Mashups are typically associated with end user applications that make use of information or services readily available on the Web, such as an apartment-hunting application that taps into Google Maps. WSO2 is extending the mashup idea to inside the enterprise. Any internal information or service that can be presented as a Web service may be found by Mashup Server and utilized as part of a new application, said Jonathan Marsh, WSO2 director of mashup technologies.
"If you don't want to access any external sources, you don't need to," although conducting address checks on the Web or calling on Google Maps remains an option, if the developer chooses, Marsh said. For Mashup Server to find internal resources, however, they must be available in a Web service format and listed in a file system or service registry that Mashup Server has been directed to regularly peruse.
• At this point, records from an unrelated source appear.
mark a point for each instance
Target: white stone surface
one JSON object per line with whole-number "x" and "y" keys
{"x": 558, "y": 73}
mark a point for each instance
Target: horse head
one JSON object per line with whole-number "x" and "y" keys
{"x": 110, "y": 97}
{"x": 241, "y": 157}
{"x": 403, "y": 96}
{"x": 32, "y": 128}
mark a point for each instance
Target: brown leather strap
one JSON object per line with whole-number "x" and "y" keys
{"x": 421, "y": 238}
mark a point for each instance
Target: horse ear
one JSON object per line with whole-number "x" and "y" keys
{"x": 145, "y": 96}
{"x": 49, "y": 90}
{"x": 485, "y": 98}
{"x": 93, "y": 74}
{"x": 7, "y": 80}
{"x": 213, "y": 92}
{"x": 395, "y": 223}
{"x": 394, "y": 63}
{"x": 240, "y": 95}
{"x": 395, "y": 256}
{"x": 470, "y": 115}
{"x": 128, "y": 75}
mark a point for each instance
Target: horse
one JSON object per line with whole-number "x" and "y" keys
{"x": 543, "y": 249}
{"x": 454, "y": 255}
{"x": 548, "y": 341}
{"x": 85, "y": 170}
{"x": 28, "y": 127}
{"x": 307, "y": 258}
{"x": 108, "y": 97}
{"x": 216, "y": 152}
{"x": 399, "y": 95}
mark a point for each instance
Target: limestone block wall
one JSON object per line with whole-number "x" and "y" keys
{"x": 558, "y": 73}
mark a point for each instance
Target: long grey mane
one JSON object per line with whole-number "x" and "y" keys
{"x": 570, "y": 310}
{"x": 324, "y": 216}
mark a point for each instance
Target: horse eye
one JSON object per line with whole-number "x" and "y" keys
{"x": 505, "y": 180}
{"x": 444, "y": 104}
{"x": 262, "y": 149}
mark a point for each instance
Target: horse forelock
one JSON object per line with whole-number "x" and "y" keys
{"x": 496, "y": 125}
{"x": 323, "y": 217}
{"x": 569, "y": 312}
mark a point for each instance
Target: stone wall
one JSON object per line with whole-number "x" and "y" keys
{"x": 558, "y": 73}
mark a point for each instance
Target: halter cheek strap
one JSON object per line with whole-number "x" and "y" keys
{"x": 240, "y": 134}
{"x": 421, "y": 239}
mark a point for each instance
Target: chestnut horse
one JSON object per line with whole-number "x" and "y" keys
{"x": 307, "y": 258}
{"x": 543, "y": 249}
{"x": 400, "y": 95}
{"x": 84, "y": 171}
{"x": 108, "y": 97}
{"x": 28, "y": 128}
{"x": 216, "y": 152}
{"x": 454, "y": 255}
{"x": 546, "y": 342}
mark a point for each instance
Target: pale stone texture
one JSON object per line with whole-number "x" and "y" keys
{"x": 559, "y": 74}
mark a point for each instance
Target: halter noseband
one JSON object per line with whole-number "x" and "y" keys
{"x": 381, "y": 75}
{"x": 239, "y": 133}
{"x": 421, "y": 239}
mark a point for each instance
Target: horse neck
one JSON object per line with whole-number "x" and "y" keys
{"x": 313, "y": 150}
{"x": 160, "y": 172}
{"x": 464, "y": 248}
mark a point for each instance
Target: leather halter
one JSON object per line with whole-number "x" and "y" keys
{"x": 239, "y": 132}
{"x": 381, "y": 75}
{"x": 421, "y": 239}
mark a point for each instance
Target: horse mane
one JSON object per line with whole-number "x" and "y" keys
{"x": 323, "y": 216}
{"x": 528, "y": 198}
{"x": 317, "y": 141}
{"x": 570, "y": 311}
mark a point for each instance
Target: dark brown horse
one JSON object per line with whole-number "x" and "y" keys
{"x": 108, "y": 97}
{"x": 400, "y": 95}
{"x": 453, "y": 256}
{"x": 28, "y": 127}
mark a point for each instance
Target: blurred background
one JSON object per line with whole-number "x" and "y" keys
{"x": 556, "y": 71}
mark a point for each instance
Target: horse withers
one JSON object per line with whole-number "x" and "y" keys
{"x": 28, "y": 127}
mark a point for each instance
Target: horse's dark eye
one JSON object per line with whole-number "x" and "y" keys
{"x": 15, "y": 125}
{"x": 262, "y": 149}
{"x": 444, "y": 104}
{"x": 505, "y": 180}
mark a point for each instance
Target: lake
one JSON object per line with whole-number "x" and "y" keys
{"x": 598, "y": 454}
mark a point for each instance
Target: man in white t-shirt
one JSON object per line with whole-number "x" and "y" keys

WSO2 also has incorporated a console for the server that allows user to comment on mashups, rate them and tag them for future reference and use. In effect, the firm is trying to build social networking characteristics into its mashups. It's also seeking to create the ability to produce quick assembly applications that respond to businesss conditions. "Mashups, as situational applications, are empowering individual data owners to quickly expose services that enhance productivity," said Sanjiva Weerawarana, WSO2 CEO.
WSO2, is the Colombo, Sri Lanka, and Santa Clara, Calif., firm that is building out Web services oriented middleware. Its product suite uses open source Apache Software Foundation projects as a base and its products remain open source code. What JBoss middleware was to Java applications, WSO2 seeks to become to future applications based on Web services or Web service standards.
Mashup Server relies on the popular Javascript language to define what resources are going to be tapped for a new application. Mashup Server includes an administrative user interface where Javascript can be used to identify and sequence services. But its Javascript may also be written wherever the developer prefers to compose it, which could include a simple text editor or an established integrated development environment, then imported into the Mashup Server, said Marsh.
Marsh said WSO2's reliance on Javascript will decentralize the building of new applications in the enterprise. Web site builders and department power users know enough Javascript to cobble together new applications, if they capitalize on the infrastructure plumbing provided by Mashup Server.
"IT has been kind of like a laboratory with mysterious people in white coats, sort of authoritative. Now IT may spread to all parts of the enterprise," with new applications assembled in the departments with the strongest business initiative to launch them, he claimed. WSO2 Mashup Server works with two predecessor pieces of middleware, WSO2 Application Server and WSO2 Enterprise Service Bus. Its application server can handle both Java and C, along with the lighter weight PHP and Ruby languages, which tend to speed up development. The application server also implements Apache's Axis2, which has re-engineered the SOAP protocol for faster XML communications. Weerawarana says his firm includes several contributors to Axis2 and understands the protocol well enough to optimize it. "We are four to five times faster," he says.
The WSO2 Enterprise Service Bus is an integration broker meant to serve as a basis for building out services oriented architecture. Its built on top of Synapse, an Apache incubator project that translates between applications and provides automatic routing of XML messages. Mashup Server can discover new services and capture information about them, which it stores for use in future mash-ups. The data and services used for one mash-up can be extended and used as the basis for another, said Marsh. The firm is hosting a version of Mashup Server for online use and community development, called Mooshup.com.
WSO2 provides training and consulting services and technical support. It charges $2,000 a year per server for Silver level support; $4,000 per year per server for Gold and $8,000 per year for Platinum support.